Washington, January 17th, 1807:

“Dear Mary, I have just been attending a meeting of the Committee of 17, one from each state, on the subject of the Slave Bill. As the House had determined upon the principle of forfeiting persons imported contrary to the proposed prohibition, it appeared to me necessary to provide for their disposition. I moved in the Committee today this section; ‘And be it further enacted, that all such negroes, mulattoes, or persons of colour, as may be forfeited by virtue of this act, shall, at the expense of the U.S., be conveyed to such place or places, within the U.S. as the President thereof may direct, and there indentured as apprentices or servants, or otherwise employed, as the President may judge most beneficial for them, and most safe for the U.S. Provided that no such negroes, Mullattoes, or persons of colour shall be indentured or employed as aforesaid except in some State or territory, in which slavery is not permitted, or in which provision is now made for a gradual abolition of slavery, nor in any State in which such persons are not permitted by law to be indentured or employed as aforesaid, and, if any negroes, mulattoes, or person of colour, when so indentured or employed, shall be under the age of 14, the term of such indenture or employment shall not extend beyond the age of 21 years, and if above 14, the term shall not exceed 7 years.’

This proposition has just been adopted by the Committee, and a sub-committee appointed to redraught the Bill conformably to it. Whether it will be adopted by the House, I cannot say. I need not apologize to you for stating, so egotistically my exertions on this subject, which has so deeply interested my feelings. The sub-committee have called on me to attend to the business assigned. I must therefore, bid you a hasty adieu. B. Bidwell”

Washington, February 16, 1807:

“Dear Mary: The House of Representatives have just past the Slave Non-Importation Bill, sent from the Senate, with some amendments. It was not exactly conformable to the opinion of perhaps anyone member. It certainly was not agreeable to my wishes in several particulars; but it was the best that could be obtained; and I gave it my vote. There were 113 yeas and I think only 5 nays. The Bill prohibits the importation of slaves and divests the importer of all right in the person imported; but makes no provision for a disposition of them, if any of them should be imported contrary to the provisions of the Bill.

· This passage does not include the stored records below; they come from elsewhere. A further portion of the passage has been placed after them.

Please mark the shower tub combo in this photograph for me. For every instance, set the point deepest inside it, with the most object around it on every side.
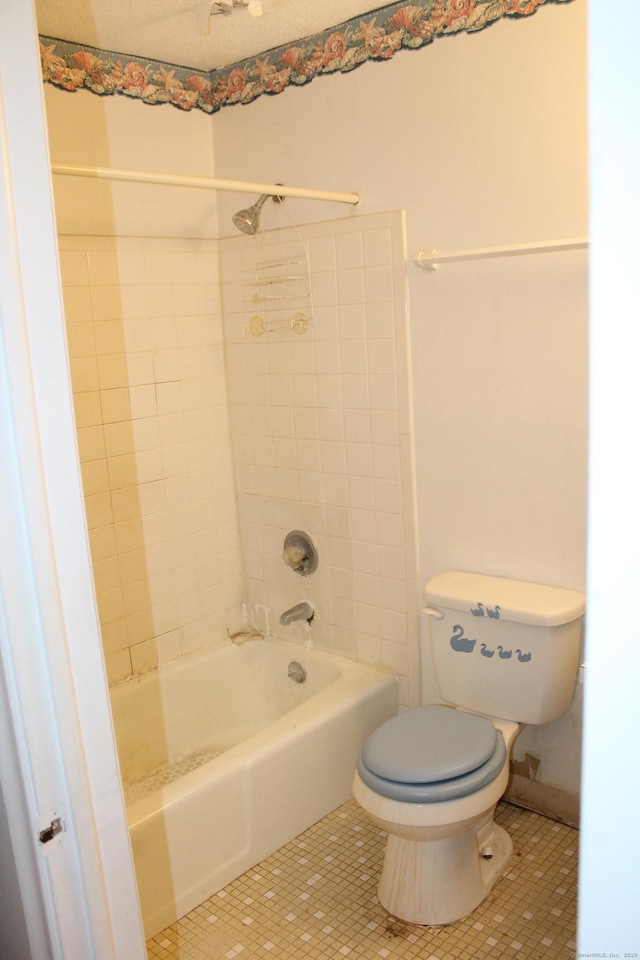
(225, 758)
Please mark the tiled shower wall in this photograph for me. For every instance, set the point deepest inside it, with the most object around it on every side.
(200, 449)
(147, 367)
(320, 426)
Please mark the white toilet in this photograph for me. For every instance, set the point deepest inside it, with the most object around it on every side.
(505, 654)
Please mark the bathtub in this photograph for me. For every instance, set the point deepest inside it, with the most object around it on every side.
(224, 759)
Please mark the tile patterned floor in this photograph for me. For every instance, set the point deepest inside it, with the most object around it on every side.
(315, 898)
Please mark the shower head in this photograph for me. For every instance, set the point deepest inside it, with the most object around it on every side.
(247, 220)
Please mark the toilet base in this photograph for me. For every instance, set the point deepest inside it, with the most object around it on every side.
(435, 882)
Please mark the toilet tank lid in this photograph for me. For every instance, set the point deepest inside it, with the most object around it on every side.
(515, 600)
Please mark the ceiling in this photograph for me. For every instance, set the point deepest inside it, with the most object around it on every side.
(174, 31)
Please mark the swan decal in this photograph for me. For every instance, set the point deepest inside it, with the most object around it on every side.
(459, 642)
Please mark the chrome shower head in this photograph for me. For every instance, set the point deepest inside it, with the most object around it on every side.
(247, 220)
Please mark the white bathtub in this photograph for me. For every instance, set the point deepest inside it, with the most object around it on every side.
(252, 757)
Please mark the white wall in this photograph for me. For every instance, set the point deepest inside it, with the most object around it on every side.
(87, 130)
(481, 139)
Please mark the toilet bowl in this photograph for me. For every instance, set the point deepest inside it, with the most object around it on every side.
(444, 853)
(431, 777)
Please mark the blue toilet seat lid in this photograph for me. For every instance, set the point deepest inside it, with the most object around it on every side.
(429, 745)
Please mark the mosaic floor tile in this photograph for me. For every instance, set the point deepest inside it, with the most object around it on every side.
(315, 898)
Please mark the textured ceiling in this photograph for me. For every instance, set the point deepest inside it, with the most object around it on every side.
(173, 31)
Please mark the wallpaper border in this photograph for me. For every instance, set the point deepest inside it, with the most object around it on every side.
(376, 36)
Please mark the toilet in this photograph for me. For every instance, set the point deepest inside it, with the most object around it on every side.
(505, 654)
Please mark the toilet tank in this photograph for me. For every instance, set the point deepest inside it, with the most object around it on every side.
(504, 648)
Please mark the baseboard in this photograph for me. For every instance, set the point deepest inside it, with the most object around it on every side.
(550, 801)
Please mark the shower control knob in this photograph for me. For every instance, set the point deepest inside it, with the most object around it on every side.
(300, 552)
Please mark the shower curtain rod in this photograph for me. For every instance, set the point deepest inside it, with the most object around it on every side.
(206, 183)
(430, 259)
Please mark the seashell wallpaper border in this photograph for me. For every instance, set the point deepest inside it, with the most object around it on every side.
(376, 36)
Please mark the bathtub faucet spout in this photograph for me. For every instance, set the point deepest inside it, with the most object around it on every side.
(301, 611)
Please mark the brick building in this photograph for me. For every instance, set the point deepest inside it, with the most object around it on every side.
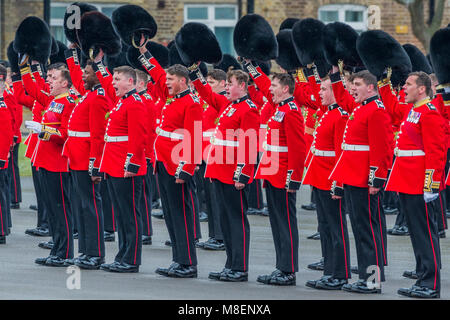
(222, 15)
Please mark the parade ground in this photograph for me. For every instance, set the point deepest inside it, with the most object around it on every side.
(21, 278)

My health is good. My attention is called to a subject of debate. Adieu. Most sincerely and affectionately, yours, B. Bidwell.”

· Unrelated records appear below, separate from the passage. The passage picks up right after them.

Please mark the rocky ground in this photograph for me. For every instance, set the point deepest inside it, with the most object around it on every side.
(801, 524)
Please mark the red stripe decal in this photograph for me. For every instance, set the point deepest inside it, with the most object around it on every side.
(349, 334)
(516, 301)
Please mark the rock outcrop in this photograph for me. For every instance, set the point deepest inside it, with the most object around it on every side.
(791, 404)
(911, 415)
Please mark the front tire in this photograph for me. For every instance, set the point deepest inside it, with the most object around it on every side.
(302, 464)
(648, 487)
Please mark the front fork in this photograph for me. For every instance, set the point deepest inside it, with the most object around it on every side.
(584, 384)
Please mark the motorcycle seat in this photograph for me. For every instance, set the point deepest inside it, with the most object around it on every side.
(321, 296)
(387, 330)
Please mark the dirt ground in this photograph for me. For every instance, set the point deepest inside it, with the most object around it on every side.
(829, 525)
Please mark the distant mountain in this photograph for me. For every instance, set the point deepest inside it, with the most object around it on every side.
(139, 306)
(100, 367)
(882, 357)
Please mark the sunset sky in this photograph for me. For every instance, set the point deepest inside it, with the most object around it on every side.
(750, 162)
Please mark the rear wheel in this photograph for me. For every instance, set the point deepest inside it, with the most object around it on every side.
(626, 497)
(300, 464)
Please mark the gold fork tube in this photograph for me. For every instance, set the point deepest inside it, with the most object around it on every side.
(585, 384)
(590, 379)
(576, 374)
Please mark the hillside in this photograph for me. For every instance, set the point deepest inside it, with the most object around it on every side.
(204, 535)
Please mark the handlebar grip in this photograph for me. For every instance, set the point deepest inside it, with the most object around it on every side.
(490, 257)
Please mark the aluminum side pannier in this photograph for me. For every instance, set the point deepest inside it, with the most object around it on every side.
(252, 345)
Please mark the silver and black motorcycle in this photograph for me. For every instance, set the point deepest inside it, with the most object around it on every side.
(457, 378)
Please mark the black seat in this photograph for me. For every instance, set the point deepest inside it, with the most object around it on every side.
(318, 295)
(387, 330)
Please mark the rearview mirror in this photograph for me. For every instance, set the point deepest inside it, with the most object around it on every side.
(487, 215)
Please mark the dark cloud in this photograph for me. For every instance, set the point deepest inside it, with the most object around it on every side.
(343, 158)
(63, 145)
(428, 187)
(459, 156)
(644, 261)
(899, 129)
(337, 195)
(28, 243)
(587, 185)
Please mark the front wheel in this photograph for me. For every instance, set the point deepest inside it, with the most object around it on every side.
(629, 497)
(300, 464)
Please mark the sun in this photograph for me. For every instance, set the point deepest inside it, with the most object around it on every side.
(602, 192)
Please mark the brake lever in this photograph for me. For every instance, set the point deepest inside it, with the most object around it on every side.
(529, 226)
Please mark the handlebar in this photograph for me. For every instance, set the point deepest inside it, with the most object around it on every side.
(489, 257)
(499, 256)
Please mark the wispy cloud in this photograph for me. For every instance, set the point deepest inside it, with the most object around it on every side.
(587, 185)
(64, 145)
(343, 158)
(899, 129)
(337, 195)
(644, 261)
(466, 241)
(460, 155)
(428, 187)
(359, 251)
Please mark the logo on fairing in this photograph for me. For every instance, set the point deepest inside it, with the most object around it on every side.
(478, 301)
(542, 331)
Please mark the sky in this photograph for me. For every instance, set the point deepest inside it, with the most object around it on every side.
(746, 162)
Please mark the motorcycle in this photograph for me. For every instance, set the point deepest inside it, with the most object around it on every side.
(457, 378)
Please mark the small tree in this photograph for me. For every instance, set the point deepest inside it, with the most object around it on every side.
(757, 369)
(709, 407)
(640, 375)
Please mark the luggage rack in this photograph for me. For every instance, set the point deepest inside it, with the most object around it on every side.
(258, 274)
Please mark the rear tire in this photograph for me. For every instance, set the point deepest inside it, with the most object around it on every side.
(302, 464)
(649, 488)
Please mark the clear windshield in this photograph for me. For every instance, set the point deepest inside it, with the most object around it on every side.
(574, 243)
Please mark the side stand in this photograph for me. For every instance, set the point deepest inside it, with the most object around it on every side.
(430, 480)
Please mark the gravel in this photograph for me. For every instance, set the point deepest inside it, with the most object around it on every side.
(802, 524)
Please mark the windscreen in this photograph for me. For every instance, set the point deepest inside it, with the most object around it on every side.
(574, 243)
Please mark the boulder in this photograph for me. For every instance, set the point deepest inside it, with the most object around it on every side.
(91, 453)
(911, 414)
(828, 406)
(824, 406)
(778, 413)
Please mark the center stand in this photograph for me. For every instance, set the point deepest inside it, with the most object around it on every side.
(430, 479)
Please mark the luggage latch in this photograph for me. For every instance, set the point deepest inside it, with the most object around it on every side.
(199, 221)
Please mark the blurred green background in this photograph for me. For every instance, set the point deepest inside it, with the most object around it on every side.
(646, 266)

On March 2, 1807 in 1807, Congress enacted a law to “prohibit the importation of slaves into any port or place within the jurisdiction of the United States … from any foreign kingdom, place or country.” Signed by President Jefferson the ban took effect on Jan. 1, 1808. By the time the lawmakers acted, every state except South Carolina had already abolished the slave trade. With a self-sustaining population of more than 4 million slaves already living in the slave-owning states, some Southern congressmen joined with Northerners to enact the ban. However, internal slave trading throughout the South remained unimpeded by the legislation. Children of slaves also became slaves, ensuring a growing slave population. Although the act, by 1807, was largely symbolic, it became a tipping point for a struggle towards abolition that would last for almost 60 years.

Somewhat ironically, William Wilberforce, the English politician largely responsible for ending the slave trade in England through the Slave Trade Act 1807, which was enacted 25 March 1807, was born two years before Barnabas, dying in the same year, 1833. Wilberforce lived just long enough to hear that Parliament had passed the Slavery Abolition Act of 1833. Tragically, support for the American bill ending the importation of slaves was likely born out of the knowledge that there was a sufficient population of slaves to meet the needs of slave owners. It was signed by President Jefferson on March 2, 1807, with abolition coming only at the close of the Civil War, and some 30 years after the British Empire had ended slavery.